Works really, really well.

Stay toasty!


----------



## workerinwood

Just installed Prodex in October on my metal garage door. Works great and easy to install. Would highly recommend it.

Enjoy!


----------



## Fallon

I put 2 layers of 1/2" blue 3M Styrofoam on my garage doors. The blue stuff is a foam rather than the white stuff which is the white beads pressed together. As a foam it's stronger than the compressed beads stuff & doesn't self destruct as easily. They had piles of different thicknesses at Lowes where I got it.

I was lucky and each section of the door had a C channel at the top and the bottom. I just had to cut the foam to slightly taller than the C channel, bend it a little & snap it into place. I took back the glue I was going to use as the lip on the C channel on my doors has been more than enough.

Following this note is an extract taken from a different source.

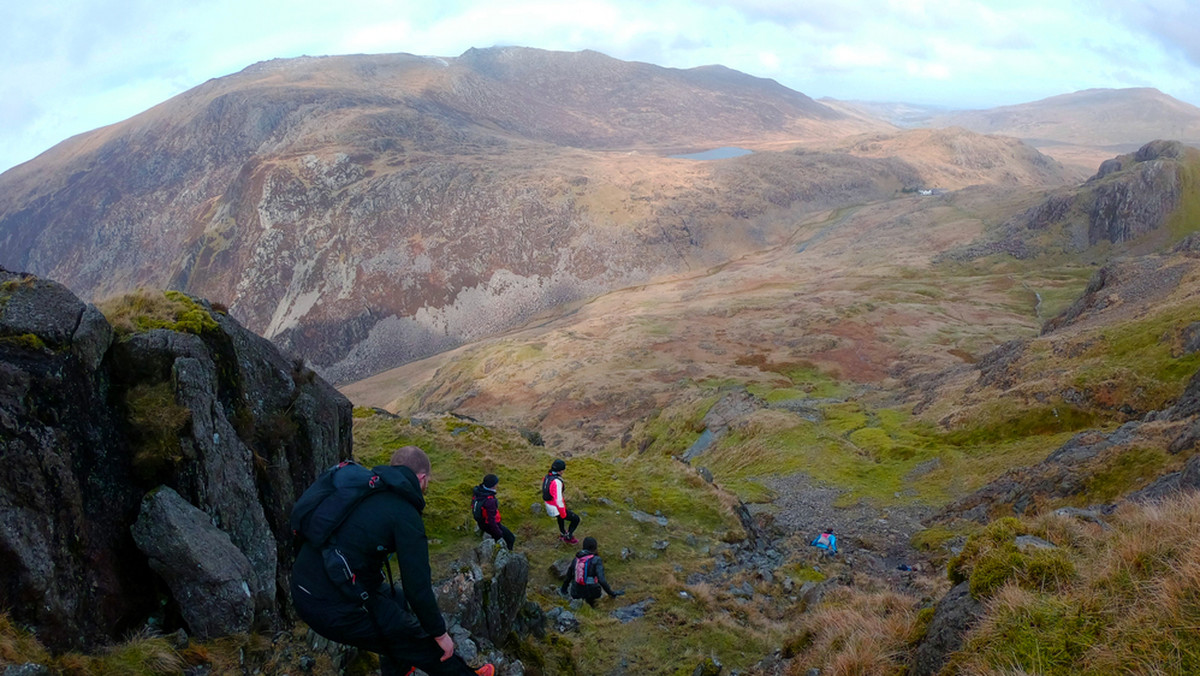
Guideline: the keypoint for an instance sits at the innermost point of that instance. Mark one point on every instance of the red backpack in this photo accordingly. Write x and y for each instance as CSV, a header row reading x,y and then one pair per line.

I believe it was about $10 a sheet and took 4 sheets per car width. The C-chanel was 1.5" deep, but I only put in 2 1/2" sheets. I'm glad I got the 1/2" stuff as the thicker stuff would have been a little tougher to bend and snap in.


----------



## AdamML

So far so good with the Prodex Insulation. Great customer service as well! I built my own 30' yurt over the last 2 months and used Prodex for the insulation layer. Our first night in the yurt it was 6 degrees outside! My heat source is a smallish size wood stove. With the stove at a good temp I was able to get it up to 70 degrees inside. With the stove damper partially closed over night it will hold the temp to around the high 50's/low 60's. It hasn't gotten above 25 outside in the week we've been in the yurt. I'd say that's pretty good for 1/4" thick walls and roof. I still need to do some sealing around the windows and floor so should be even better.


----------



## Silverhoot

Took out the old stinky, dirty, mouse friendly insulation when restoring my 1967 Airstream trailer. Prodex is easy to work with as it can be cut to shape with scissors. On my project I went with 1/4" airspace created with Prodex strips, a layer of Prodex, another airspace and then another layer of Prodex. Here's a photo ,please note that I have since taped all seams withs foil tape also supplied by Insulation4less. I've heated it with a 750 watt little electric heater while continuing my renovation. HUGE difference before and after insulating.


----------



## Bjack

I have contracting business and I use Insulation4less for my reflective insulation purchases. I'm pleased with the fact they don't oversell any product. Mr. Barber really knows his stuff, he's direct and won't waste your time with hype. This is by far the best over-all provider of reflective insulation. I think reflective insulation is the way to go. I have 5 delivery locations saved online and its easy for me to direct my orders where I want them to go. The fact that they ship same day for most of their insulation comes in handy for me.


----------



## Dal300

On the last three conversion coaches I did, I used a product called Reflectix which is foil-bubble-foil. There are also products that are foil-bubble-bubble-foil and still only 3/8" thick. I use it in addition to the blue or pink Styrofoam and it works well.
This summer we have had over 90 days consecutively that were 100°F. We went to our local box stores and couldn't find the preferred Reflectix and the smart half of this couple got to thinking… not generally a good sign as that usually causes me added labor, bruises, contusions, and pain.
This time she had us go to the local Dollar store and pick up a couple of rolls of heavy duty tin foil. We then went to Walmart and picked up a couple of cans of 3M No.77 spray adhesive and a couple of rolls of some thin batting made for quilting.
When we got home, my job was cut out for me…. roll out the batting, spray the adhesive and lat some aluminum foil on it. I was skeptical, to say the least.

I did a temperature test on the Reflectix compared to the home made stuff to see how each did. Cat, (my wife), and here home made insulation made a better score than the foil-bubble-foil stuff.
Results were…
Sitting in the sun at a period between noon and 14:00 in East Central Texas.
Reflectix: 134° outside temp, 101° underneath.
Homemade: 136° outside temp, 91° underneath.
Granted, this wasn't a scientific study, but with the temperature differential, it is still pretty conclusive.
The total cost was $3 for the foil, $20 for the adhesive, and about $10 for the lining. This gives us enough to make a total of a 16" X 80' piece with foil on both sides, with a lot of adhesive and foil left over. We could add another layer of batting and foil for about the cost of another roll of batting.


----------